Washington Nationals: +50 points
Seattle Mariners: +42 points
Cleveland Indians: +41 points
Arizona Diamondbacks: +26 points
Kansas City Royals: +21 points
In the latest Power Rankings at TWHS, the A’s, Giants and Jays stand tall as the top three teams. The latest poll is as follows, highlighting the clubs that had positive or negative jumps since the last week:
KP’s MLB Power Rankings: June 10, 2014
Note: Statistics and point totals as of Tuesday morning (6/10/14) and do not include night games
1. Oakland Athletics (154 points) – Previously: #1 (+10)
2. San Francisco Giants (124 points) – Previously: #2 (+2)
3. Toronto Blue Jays (106 points) – Previously: #4 (+10)
4. Milwaukee Brewers (94 points) – Previously: #3 (-2)
5. Washington Nationals (88 points) – Previously: #12 (+50)
6. Seattle Mariners (75 points) – Previously: #14 (+42)
7. Los Angeles Dodgers (74 points) – Previously: #6 (+5)
8. Los Angeles Angels (72 points) – Previously: #7 (+10)
9. Detroit Tigers (62 points) – Previously: #5 (-19)
10. Atlanta Braves (55 points) – Previously: #8 (-5)
11. Miami Marlins (51 points) – Previously: #11 (+12)
12. St. Louis Cardinals (51 points) – Previously: #9 (-5)
13. Cleveland Indians (43 points) – Previously: #22 (+41)
14. Baltimore Orioles (41 points) – Previously: #13 (+7)

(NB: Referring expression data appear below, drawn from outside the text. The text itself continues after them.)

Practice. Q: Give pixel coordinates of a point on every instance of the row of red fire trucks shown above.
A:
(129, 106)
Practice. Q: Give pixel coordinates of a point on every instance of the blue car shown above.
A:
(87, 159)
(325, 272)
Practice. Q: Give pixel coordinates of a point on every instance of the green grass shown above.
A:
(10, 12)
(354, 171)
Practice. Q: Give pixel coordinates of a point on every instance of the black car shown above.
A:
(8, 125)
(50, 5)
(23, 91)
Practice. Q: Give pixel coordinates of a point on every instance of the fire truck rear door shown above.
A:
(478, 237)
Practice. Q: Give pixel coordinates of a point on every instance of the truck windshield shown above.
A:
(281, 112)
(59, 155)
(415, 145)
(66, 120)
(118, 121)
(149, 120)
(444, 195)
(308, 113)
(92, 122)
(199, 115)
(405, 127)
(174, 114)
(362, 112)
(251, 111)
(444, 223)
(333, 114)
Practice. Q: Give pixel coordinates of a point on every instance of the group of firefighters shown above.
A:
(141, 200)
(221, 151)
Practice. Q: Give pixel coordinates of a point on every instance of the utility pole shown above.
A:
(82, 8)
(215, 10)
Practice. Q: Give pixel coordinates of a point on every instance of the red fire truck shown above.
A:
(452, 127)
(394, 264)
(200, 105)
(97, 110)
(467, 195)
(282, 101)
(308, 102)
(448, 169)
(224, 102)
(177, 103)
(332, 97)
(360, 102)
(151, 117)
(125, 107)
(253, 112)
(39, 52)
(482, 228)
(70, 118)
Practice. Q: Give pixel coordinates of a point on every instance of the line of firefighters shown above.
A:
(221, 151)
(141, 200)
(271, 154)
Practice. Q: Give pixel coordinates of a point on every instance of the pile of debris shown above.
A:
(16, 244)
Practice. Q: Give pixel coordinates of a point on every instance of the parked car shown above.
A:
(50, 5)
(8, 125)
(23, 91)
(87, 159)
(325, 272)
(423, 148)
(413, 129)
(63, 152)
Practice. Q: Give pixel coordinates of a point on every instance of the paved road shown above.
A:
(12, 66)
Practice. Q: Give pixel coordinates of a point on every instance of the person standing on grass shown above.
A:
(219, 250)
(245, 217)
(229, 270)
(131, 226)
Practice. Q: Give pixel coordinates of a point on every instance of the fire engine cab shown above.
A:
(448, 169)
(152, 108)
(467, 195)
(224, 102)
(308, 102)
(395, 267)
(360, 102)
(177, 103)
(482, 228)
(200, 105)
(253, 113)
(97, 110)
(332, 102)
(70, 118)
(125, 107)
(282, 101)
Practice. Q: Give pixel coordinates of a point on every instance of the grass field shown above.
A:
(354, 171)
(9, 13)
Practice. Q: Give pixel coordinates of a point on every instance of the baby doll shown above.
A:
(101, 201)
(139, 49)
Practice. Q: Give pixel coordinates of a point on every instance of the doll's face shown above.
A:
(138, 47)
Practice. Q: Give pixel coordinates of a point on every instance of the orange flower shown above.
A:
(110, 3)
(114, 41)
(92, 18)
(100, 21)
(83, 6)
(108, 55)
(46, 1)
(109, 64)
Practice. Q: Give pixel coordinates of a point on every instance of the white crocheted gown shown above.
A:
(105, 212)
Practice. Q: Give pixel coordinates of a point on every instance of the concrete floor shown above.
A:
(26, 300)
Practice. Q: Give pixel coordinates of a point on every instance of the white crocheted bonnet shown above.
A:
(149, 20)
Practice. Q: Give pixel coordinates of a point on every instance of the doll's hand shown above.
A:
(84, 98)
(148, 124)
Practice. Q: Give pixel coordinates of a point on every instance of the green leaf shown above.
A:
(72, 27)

15. Kansas City Royals (24 points) – Previously: #21 (+21)
16. Pittsburgh Pirates (15 points) – Previously: #24 (+18)
17. New York Yankees (11 points) – Previously: #10 (-30)
18. Cincinnati Reds (8 points) – Previously: #20 (-8)
19. Chicago White Sox (6 points) – Previously: #19 (-13)
20. Colorado Rockies (2 points) – Previously: #16 (-27)
21. Texas Rangers (0 points) – Previously: #17 (-26)
22. New York Mets (-1 point) – Previously: #18 (-25)
23. Boston Red Sox (-6 points) – Previously: #15 (-37)
24. Minnesota Twins (-10 points) – Previously: #26 (+1)
25. Arizona Diamondbacks (-10 points) – Previously: #30 (+26)
26. Chicago Cubs (-13 points) – Previously: #28 (+14)
27. Houston Astros (-16 points) – Previously: #27 (+11)
28. San Diego Padres (-18 points) – Previously: #23 (-20)
29. Philadelphia Phillies (-41 points) – Previously: #25 (-33)
30. Tampa Bay Rays (-60 points) – Previously: #29 (-28)
* All stats per MLB.com
Note: RED = Falling 3+ spots from last week, GREEN = Rising 3+ spots from last week
The Wife Hates Sports’ MLB Power Rankings system has a method to its madness, attempting to be different and not just rank by popularity and record. It mixes a secret formula of six completely different categories, meshed into a points system. The categories don’t just include team results regarding record, but how each team has performed recently, as well as incorporating some statistics on both a team’s offense and pitching staff, too.